03 Sep Set your goal, make a plan, use some discipline
So let’s keep going with the example from above – let’s pretend that you are scared of dogs. So far, you’ve used your tools wisely – courage and honesty. That process led you to some insight that your fears are rooted in your past. But NOW, now you have chosen to not be afraid of dogs anymore. You will need to set a goal, make a plan and use some discipline to rid yourself of this needless fear!
Let’s get to work.
Your goal: This might be pretty straight forward but you’ll need to literally have a goal, in order to reach it. But if you don’t set a timeline then a goal can turn into a dream that never gets accomplished. That’s why you need a plan. So make sure your goal contains a timeline, something like this, I won’t be afraid of dogs and I have 6 months to make this happen.
IMPORTANT: When you set your goal, do not use the term “want” as in, “I want to be happy.” Or, “I want to like dogs.” Your mind is very attentive. It will listen to your plea. If you want something you are literally not achieving it – you are wanting it. Be specific. Be strong. “I will like dogs in 6 months.” or “I will be happier within a month.”

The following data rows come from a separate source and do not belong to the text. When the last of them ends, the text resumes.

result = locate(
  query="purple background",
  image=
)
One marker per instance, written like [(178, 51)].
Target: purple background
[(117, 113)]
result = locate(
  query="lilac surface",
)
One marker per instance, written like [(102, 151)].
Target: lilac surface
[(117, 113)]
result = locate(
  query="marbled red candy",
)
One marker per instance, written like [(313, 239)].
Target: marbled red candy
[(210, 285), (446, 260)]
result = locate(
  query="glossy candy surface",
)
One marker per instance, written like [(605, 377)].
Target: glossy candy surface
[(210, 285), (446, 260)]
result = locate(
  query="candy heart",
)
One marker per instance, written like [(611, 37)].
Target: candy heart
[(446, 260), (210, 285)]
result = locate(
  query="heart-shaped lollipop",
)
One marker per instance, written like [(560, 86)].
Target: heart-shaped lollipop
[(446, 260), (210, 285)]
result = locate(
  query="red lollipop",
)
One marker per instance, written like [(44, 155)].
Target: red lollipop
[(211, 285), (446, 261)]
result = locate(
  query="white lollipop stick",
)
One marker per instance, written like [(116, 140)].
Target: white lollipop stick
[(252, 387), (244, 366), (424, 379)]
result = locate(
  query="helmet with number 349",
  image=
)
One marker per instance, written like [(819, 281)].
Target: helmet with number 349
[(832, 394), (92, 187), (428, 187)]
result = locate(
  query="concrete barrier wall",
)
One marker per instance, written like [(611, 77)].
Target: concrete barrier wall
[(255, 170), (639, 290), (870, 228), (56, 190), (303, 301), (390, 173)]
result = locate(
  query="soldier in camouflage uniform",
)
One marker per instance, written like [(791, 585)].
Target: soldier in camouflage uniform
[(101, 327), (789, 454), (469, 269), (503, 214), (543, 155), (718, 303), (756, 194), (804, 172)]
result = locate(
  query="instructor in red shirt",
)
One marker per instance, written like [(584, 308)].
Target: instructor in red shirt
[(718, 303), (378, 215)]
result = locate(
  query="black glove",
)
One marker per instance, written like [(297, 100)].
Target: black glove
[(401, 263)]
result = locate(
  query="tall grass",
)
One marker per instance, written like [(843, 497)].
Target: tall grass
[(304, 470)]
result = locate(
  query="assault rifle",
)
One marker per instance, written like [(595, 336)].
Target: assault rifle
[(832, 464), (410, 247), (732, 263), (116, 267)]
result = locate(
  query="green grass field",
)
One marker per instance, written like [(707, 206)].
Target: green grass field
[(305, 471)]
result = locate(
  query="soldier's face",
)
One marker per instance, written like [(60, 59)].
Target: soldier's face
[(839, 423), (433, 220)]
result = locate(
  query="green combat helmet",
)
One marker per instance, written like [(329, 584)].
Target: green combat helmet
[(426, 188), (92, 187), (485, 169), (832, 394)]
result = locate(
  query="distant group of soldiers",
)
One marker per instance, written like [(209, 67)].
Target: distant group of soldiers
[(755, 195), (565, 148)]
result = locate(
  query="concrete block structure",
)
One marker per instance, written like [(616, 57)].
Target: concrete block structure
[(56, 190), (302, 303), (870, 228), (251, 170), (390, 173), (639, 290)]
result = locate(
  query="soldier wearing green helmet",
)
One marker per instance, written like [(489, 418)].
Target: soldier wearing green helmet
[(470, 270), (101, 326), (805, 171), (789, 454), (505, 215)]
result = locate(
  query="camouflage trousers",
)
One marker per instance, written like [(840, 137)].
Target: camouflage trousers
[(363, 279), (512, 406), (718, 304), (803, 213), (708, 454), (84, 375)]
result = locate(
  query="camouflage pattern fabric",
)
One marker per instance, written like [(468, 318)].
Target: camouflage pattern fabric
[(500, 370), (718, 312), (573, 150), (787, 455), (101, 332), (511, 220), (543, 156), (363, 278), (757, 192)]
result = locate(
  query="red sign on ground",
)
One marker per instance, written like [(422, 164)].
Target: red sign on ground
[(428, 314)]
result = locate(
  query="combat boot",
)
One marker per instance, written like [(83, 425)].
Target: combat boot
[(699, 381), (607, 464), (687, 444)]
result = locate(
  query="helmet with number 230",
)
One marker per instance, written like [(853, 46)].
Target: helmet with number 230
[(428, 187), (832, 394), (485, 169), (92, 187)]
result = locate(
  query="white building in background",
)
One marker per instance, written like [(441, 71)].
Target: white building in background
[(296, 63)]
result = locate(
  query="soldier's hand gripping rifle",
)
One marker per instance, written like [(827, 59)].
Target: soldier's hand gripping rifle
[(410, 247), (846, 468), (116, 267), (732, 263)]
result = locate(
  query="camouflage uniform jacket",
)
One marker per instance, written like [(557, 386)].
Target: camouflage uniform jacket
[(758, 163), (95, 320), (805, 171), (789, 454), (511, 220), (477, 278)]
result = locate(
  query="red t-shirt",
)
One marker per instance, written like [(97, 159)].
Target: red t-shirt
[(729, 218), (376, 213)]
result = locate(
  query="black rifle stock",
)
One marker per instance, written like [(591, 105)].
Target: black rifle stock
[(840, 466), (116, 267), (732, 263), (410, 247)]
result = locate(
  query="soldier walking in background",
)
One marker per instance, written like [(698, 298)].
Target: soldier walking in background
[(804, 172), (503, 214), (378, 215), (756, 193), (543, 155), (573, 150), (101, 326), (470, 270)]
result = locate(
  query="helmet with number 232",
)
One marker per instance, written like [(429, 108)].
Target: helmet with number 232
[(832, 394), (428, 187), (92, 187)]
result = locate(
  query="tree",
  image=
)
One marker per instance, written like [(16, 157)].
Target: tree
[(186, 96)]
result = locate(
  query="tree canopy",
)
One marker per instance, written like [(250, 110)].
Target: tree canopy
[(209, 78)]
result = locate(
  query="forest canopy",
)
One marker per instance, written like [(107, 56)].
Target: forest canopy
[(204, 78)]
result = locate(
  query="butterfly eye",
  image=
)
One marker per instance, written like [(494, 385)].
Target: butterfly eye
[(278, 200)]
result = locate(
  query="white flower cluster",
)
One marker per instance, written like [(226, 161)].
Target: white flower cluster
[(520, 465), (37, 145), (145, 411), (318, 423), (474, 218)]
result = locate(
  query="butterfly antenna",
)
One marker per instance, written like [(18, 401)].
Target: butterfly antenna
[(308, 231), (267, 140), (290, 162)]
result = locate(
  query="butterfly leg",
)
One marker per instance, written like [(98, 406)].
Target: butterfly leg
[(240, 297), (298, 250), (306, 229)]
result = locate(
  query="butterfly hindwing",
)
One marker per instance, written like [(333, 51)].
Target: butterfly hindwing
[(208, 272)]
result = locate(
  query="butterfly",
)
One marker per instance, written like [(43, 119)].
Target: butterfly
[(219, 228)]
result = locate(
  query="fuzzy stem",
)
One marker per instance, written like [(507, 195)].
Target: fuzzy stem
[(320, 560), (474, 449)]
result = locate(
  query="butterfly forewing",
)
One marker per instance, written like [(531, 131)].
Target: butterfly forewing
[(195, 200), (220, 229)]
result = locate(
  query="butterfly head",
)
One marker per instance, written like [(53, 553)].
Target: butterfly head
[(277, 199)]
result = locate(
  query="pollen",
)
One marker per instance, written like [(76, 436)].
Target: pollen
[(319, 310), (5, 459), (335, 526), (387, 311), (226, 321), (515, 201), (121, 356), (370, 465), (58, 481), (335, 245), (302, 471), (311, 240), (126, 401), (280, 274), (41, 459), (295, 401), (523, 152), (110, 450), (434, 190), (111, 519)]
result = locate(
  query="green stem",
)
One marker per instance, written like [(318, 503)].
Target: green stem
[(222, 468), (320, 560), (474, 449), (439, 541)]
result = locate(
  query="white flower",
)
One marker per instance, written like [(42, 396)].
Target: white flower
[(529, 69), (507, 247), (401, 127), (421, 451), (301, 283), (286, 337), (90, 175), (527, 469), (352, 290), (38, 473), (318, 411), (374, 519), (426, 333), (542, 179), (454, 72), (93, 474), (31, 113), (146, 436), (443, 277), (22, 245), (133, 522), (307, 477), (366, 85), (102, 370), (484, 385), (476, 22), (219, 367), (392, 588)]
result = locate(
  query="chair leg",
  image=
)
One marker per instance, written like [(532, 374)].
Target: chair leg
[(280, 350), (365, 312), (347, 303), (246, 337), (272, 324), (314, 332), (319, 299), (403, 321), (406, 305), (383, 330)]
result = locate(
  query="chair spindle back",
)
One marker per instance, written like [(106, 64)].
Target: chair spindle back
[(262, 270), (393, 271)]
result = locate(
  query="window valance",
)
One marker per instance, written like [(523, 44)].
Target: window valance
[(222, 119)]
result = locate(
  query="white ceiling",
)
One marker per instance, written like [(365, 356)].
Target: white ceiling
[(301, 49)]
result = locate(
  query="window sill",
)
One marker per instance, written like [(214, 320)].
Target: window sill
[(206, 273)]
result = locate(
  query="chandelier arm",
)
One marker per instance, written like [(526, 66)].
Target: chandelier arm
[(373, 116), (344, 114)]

Your plan: A plan is like the map you need to follow to reach your end goal. Part of that plan is a timeline. In this example, your plan may look like this: I will pet my friend’s dog on Monday and see how that goes. All the while I will be telling myself that it’s ok, dogs are my friend. This will be my mantra that I repeat 8 times a day. I will also look at pictures of dogs every day, even put one on my screen saver. I will go to the pet store to meet other dogs in two weeks because I plan to be feeling more comfortable by then. After that, I might meet other dogs by going to a dog park. If this plan isn’t working by the end of the month, I’ll ask my parents for support. Notice that each example is specific and includes a time frame and samples of how to do things. As you make your plan, keep these tips in mind.
Your discipline: Being disciplined means following your plan despite a desire to turn your attention to activities that are more fun. You are on a mission and you will stick to it! Monitor your thoughts, feelings and behaviors and stay focused on your end goal. The more you think about enjoying dogs, and the more you expose yourself to the idea of being with dogs, and the more you encourage yourself, the more disciplined you will be.
IMPORTANT: Some events are more difficult to rework as they can be very entrenched (meaning deeply rooted) in your personality and might not be as straightforward as a fear of dogs. You’ll be reading an example of this in the next post. If you need help with this process, please talk to a trusted adult. There is no need to drag old baggage around with you when you have the ability to connect the dots and live a happier life!
End result: If you stick with your plan and stay disciplined over time, you are likely to reach your goal, in this case, you will likely be much less fearful of dogs.
The next post shares a more emotionally tough story so you can see how someone has applied these steps of connecting the dots and setting a goal in order to learn something about who she is and to ultimately help her feel better about who she is.
Name a time recently when you were disciplined about something. How did it make you feel to be disciplined?